L’industria delle bioplastiche compostabili, presente in Italia da oltre 20 anni, lavora secondo l’approccio della bioeconomia circolare, producendo manufatti in plastica biodegradabile e compostabile. Tali prodotti sono tutti certificati secondo la norma armonizzata EN 13432, che ne garantisce il riciclo organico insieme alla raccolta dei rifiuti umidi. Tali caratteristiche di biodegradabilità e compostabilità – analoghe a quelle dei rifiuti organici – contribuiscono, al termine del processo di trattamento della frazione organica, alla creazione di compost di qualità, quale end of waste del rifiuto umido e ammendante utilizzabile in agricoltura per la lotta alla desertificazione e all’erosione dei suoli. Su tale scorta operativa, l’Italia è stata tra i primi membri dell’Unione Europea a mettere a bando - per ridurne drasticamente l’utilizzo - uno degli oggetti in plastica più tipicamente rappresentativi dell’economia lineare: il sacchetto della spesa. Una prima normativa specifica finalizzata a ridurre il consumo di questo oggetto è stata introdotta nel 2007 per poi essere perfezionata nel 2012 e nel 2017, ponendo così l’Italia all’avanguardia nell’Unione Europea. Il cittadino a cui occorre una borsa in plastica per fare la spesa può usarne una riutilizzabile (spessa e resistente) oppure servirsi di borse in bioplastica compostabile certificate secondo lo standard armonizzato EN 13432, tali da consentirne il reimpiego per la raccolta della frazione organica e il successivo riciclo insieme alla frazione umida dei rifiuti urbani. Quindi si può sintetizzare che le borse di plastica ammesse in commercio in Italia sono in “plastica riutilizzabile” da un lato e borse monouso in “plastica biodegradabile e compostabile” dall’altro.

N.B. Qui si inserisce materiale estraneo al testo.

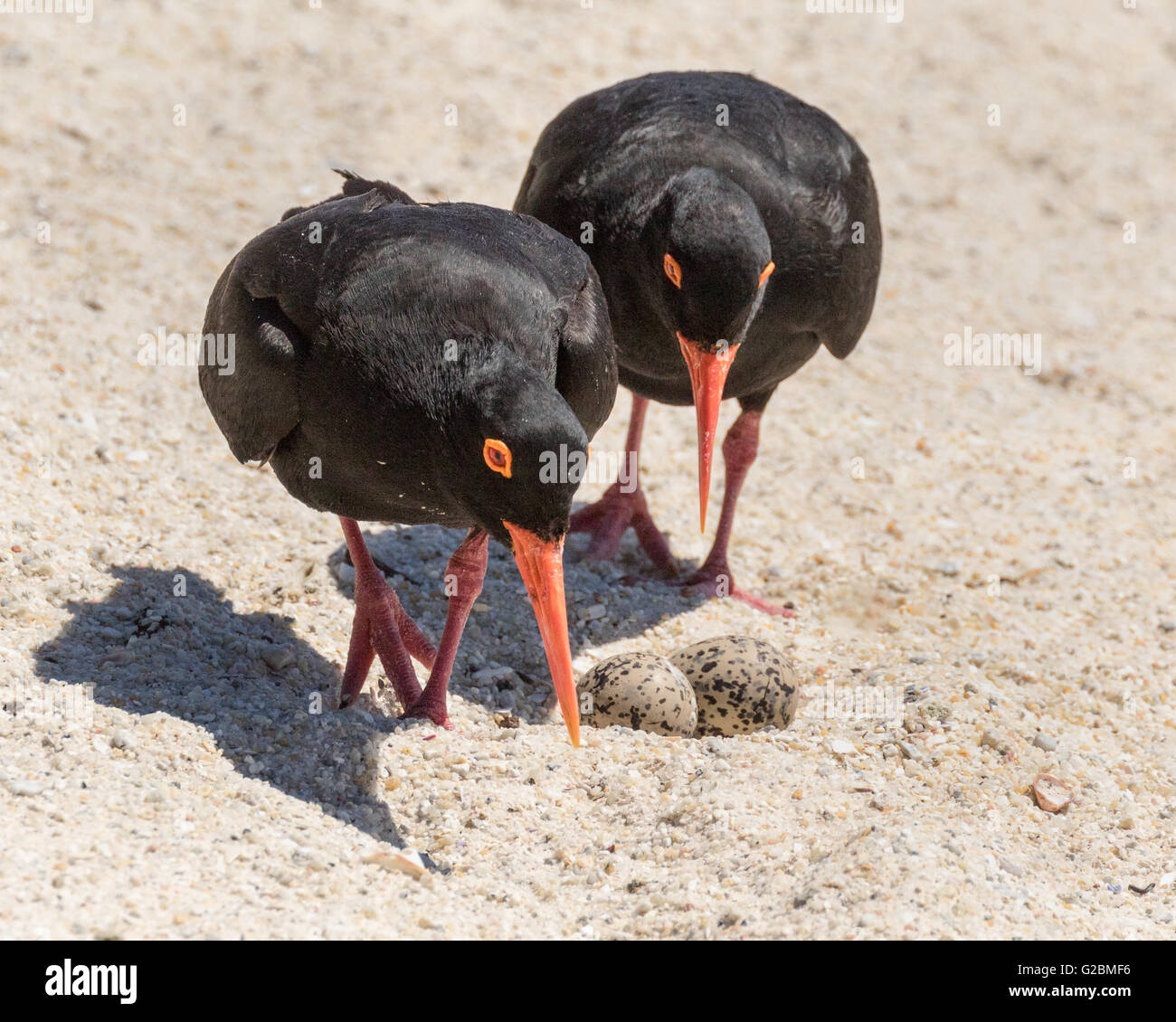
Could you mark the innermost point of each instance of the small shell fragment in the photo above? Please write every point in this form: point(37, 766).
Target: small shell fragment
point(1051, 794)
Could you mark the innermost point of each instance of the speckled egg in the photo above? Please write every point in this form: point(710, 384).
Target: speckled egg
point(741, 685)
point(638, 690)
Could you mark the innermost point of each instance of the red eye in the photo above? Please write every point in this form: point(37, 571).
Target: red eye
point(497, 457)
point(673, 270)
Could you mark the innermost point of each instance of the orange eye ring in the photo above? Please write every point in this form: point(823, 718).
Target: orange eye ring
point(497, 457)
point(673, 270)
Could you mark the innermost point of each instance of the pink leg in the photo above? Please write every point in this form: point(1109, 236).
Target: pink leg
point(381, 627)
point(616, 511)
point(714, 576)
point(463, 575)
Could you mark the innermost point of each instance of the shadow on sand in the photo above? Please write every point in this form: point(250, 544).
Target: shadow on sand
point(194, 657)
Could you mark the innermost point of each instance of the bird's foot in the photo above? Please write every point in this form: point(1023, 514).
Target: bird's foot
point(716, 580)
point(431, 708)
point(608, 519)
point(383, 629)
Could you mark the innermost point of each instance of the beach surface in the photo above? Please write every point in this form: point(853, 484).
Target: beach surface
point(981, 556)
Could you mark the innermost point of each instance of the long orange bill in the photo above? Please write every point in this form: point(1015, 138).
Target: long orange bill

Dall’adozione della legge, la riduzione dei consumi è stata altamente significativa.
Secondo i dati di Plastic Consult, nel 2021 il consumo di borse di plastica monouso si è attestato su circa 76.000 tonnellate (rispetto alle 200mila tonnellate del 2007). Va registrato, però, che per ogni 5 sacchetti in circolazione, uno è in plastica tradizionale, non conforme alla normativa vigente. L’inosservanza delle disposizioni in vigore é dato da interessi lucrativi connessi alla commercializzazione di “buste tradizionali” la cui materia prima è di basso costo, sensibilmente inferiore a quello delle buste ammesse dalla legge. Non va sottaciuto, peraltro, che al guadagno connesso a tale commercializzazione si associano ulteriori potenziali correlazioni con attività illecite, quali il controllo del territorio, in particolare le aree mercatali. La conseguenza nell’utilizzo di tali “buste” è il riflesso negativo nel mancato trattamento della frazione organica (smaltita come rifiuto nelle succitate buste) inesorabilmente contaminata dalla plastica non compostabile e destinata in discarica o in alternativa a recupero energetico, con conseguente aggravio di costi di gestione, compresi i costi di trasporto di tali ulteriori rifiuti. In tale contesto, l’impegno degli Organi accertatori ha sicuramente garantito nel tempo il consolidarsi di un panorama di legalità che ha contribuito ad allentare i fattori di pressione ambientale legati al forte sviluppo dei quantitativi di rifiuti da raccolta differenziata dell’umido urbano e il relativo riciclo organico in compostaggio. Le diverse campagne di accertamento, sulla base dei vari Protocolli stilati con la Commissione Parlamentare d’inchiesta sul ciclo dei rifiuti e illeciti ambientali ad esse correlate, hanno condotto al sequestro di centinaia di tonnellate di borse non a norma, eliminando il rischio potenziale connesso al destino di questi sacchetti di contaminare le diverse filiere di gestione di rifiuti, ma anche con il sanzionamento di esercizi commerciali, sequestri di magazzini di stoccaggio e una fabbrica di produzione.
Tali attività di contrasto al fenomeno illegale, sono sempre più in essere grazie alla sinergia creata dalla Commissione Parlamentare d’inchiesta sul ciclo dei rifiuti e illeciti ambientali ad esse correlate, tra Comando Unità Forestali Ambientali e Agroalimentari (CUFA), Polizie Locali, Guardia di Finanza e Agenzia delle Dogane e dei Monopoli. Tali attività hanno interessato le principali città e le Regioni come Lazio, Campania, Sicilia, Lombardia, Piemonte, Veneto, Emilia Romagna, Puglia e Basilicata.